When I get up in the morning, I am usually excited to see if there are any notifications on my blog, since some of my readers live in various time-zones, and read my posts while I am fast asleep.
This morning, I awoke to find a comment wishing me a speedy death from breast cancer in response to a post I’d written a couple months ago.
I try to keep away from extremely controversial topics here at Momaste, because it doesn’t really “fit” with the vibe of my blog and site. While I’ve made myself very vulnerable, at times, in my writing, I try my hardest not to criticize anyone other than myself.
My intent is certainly never to enrage anyone as I write my truth.
I began blogging because I wanted to create a positive little pocket of support, grace, and encouragement in the universe. For the most part, my readers have become friends, and have showed deepest lovingkindness and respect while visiting here. I’ve said before, and I will say again, it never ceases to amaze me how generous and awesome people can be.
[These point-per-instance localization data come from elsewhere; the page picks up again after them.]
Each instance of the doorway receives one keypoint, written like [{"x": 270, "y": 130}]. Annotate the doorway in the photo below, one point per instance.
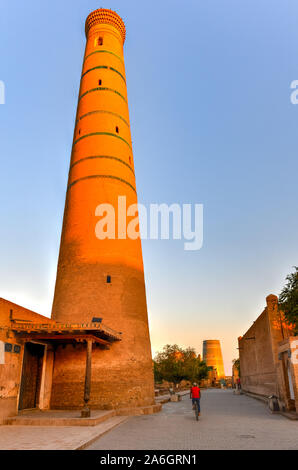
[
  {"x": 31, "y": 376},
  {"x": 286, "y": 362}
]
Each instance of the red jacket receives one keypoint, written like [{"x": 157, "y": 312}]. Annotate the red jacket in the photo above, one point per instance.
[{"x": 195, "y": 392}]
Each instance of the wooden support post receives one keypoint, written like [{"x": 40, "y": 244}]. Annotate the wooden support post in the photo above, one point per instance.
[{"x": 85, "y": 413}]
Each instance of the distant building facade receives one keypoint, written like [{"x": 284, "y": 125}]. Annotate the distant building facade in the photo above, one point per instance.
[{"x": 267, "y": 352}]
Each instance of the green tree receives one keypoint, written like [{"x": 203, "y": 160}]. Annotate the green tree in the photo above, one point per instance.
[
  {"x": 175, "y": 364},
  {"x": 288, "y": 299}
]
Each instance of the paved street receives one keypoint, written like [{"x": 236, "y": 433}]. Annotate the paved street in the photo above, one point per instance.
[{"x": 227, "y": 421}]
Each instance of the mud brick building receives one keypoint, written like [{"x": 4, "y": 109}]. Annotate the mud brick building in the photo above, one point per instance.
[
  {"x": 96, "y": 345},
  {"x": 269, "y": 357}
]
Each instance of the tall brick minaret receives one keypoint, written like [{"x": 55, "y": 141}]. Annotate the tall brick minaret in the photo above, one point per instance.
[{"x": 102, "y": 278}]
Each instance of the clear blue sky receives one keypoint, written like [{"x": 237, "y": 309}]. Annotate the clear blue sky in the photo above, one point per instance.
[{"x": 212, "y": 123}]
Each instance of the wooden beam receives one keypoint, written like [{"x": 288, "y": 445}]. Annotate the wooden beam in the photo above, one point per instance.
[{"x": 67, "y": 337}]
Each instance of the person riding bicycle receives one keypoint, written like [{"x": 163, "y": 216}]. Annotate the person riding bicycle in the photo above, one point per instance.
[{"x": 195, "y": 395}]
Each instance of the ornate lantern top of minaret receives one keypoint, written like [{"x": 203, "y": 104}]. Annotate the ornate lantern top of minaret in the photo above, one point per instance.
[{"x": 103, "y": 15}]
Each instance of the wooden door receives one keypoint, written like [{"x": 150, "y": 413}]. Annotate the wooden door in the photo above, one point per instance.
[{"x": 31, "y": 376}]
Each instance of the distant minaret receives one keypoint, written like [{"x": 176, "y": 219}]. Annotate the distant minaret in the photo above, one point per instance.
[
  {"x": 213, "y": 357},
  {"x": 103, "y": 278}
]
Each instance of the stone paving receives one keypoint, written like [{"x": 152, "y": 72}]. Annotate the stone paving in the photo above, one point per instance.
[
  {"x": 53, "y": 437},
  {"x": 227, "y": 421}
]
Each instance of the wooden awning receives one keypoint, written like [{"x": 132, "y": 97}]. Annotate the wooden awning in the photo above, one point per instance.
[{"x": 65, "y": 332}]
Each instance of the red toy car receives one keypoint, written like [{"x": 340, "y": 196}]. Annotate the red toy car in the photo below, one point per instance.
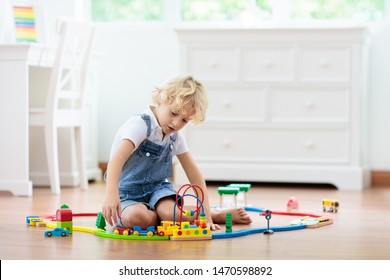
[{"x": 292, "y": 203}]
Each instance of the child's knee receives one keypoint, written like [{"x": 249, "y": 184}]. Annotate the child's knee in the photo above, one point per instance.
[{"x": 138, "y": 216}]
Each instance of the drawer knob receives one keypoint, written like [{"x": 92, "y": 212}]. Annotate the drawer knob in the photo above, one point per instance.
[
  {"x": 268, "y": 64},
  {"x": 213, "y": 63},
  {"x": 309, "y": 104},
  {"x": 227, "y": 104},
  {"x": 324, "y": 63}
]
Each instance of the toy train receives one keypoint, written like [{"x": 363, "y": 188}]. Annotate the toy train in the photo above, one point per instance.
[{"x": 175, "y": 230}]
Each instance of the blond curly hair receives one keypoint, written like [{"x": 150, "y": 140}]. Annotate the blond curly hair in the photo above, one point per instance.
[{"x": 179, "y": 91}]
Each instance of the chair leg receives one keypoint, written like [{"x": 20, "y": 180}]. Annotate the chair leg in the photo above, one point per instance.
[
  {"x": 51, "y": 141},
  {"x": 80, "y": 155}
]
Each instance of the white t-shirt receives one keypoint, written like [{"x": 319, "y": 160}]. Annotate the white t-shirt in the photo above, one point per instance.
[{"x": 135, "y": 130}]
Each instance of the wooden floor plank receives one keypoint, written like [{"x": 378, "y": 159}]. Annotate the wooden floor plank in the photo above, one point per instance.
[{"x": 360, "y": 230}]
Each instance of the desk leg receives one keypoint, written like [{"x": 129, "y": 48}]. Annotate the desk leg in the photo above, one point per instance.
[{"x": 14, "y": 128}]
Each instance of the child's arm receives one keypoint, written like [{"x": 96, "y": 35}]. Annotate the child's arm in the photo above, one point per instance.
[
  {"x": 196, "y": 178},
  {"x": 111, "y": 204}
]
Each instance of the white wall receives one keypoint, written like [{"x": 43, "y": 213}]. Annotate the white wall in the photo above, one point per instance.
[{"x": 137, "y": 57}]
That said, I will add that I try really hard not to be judgmental of others, and try really hard to be mindful of when I am being judgey-wudgy because I do not like or enjoy feeling that way. I find that usually it is because an issue raised is making me insecure, angry, or confused and I don’t like those feelings, as opposed to actually having a bona fide problem with whatever the issue is.
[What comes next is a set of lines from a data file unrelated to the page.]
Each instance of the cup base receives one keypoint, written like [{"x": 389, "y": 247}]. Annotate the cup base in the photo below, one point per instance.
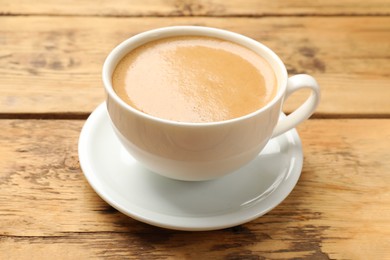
[{"x": 242, "y": 196}]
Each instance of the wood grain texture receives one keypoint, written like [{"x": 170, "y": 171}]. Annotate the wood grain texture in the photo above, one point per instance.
[
  {"x": 195, "y": 7},
  {"x": 53, "y": 64},
  {"x": 340, "y": 208}
]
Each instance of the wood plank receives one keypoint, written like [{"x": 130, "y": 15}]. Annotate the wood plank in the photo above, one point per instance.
[
  {"x": 340, "y": 208},
  {"x": 196, "y": 8},
  {"x": 53, "y": 64}
]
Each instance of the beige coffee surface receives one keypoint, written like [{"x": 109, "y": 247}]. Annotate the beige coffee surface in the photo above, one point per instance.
[{"x": 194, "y": 79}]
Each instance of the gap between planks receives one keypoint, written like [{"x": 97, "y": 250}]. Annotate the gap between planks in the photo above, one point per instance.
[
  {"x": 200, "y": 15},
  {"x": 84, "y": 116}
]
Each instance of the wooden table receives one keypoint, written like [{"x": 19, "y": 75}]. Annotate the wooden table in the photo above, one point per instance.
[{"x": 51, "y": 54}]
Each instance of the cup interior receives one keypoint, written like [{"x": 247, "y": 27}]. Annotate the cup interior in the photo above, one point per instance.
[{"x": 128, "y": 45}]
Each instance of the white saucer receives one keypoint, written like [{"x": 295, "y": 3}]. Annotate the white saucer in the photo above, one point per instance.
[{"x": 234, "y": 199}]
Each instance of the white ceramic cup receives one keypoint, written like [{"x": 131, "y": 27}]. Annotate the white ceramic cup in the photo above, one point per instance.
[{"x": 203, "y": 151}]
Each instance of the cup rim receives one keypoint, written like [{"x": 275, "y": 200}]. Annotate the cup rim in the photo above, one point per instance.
[{"x": 137, "y": 40}]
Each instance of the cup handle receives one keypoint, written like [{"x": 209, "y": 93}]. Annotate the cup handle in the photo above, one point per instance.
[{"x": 303, "y": 112}]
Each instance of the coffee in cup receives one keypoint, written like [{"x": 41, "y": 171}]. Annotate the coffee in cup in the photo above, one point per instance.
[
  {"x": 194, "y": 79},
  {"x": 184, "y": 145}
]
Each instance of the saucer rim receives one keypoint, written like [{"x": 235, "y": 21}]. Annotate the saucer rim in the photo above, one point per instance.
[{"x": 209, "y": 222}]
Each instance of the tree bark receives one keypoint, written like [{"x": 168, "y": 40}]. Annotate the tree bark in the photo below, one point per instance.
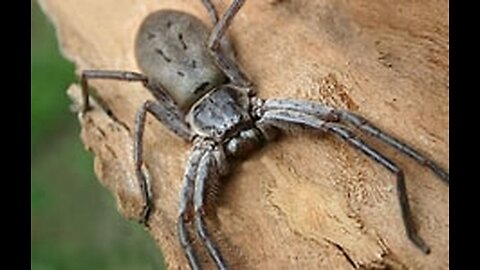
[{"x": 304, "y": 202}]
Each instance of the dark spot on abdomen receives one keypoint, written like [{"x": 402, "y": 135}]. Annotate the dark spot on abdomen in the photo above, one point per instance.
[
  {"x": 201, "y": 87},
  {"x": 160, "y": 52}
]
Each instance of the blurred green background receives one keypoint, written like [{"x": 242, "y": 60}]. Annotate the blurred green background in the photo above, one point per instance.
[{"x": 74, "y": 221}]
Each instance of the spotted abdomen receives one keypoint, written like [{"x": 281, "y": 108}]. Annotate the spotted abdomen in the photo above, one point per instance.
[{"x": 171, "y": 49}]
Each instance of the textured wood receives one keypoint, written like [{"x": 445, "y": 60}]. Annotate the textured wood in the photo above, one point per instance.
[{"x": 305, "y": 202}]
I do not find that judgement, hatred, or cruelty lead to any constructive understanding.
So. . . following that logic, wishing me breast cancer will not convey anything to me other than ignorance and extremism. You may find this incredulous, but I don’t take it personally, either. I read a comment like that for exactly what it is. If you know me at all, you will know that I am deeply flawed and insecure, however I have been blessed with just enough ego strength and confidence to not be offended. And you should also know that it does not make me “see your side” of the situation.
I’m going to say this once, and then hopefully will never have to say it again (said in deepest, most grounded “mom voice”): comments like the one left to me this morning will be immediately deleted, and hereafter will garner no response.
I debated if I was even going to dignify this issue with a response, and then decided I would address it. Again this is not because I take it personally or fear someone’s wrath, but because I want to keep Momaste a safe and happy environment for my other readers and friends.
We all have different thoughts and opinions. If I offend you that deeply for my choices, whether they are right or wrong, whether they cause me pain or regret, whether I stand by them with my whole heart, then please go away and do not read my blog.
To the rest of my community here, you guys are total awesome-sauce. Big love and momaste.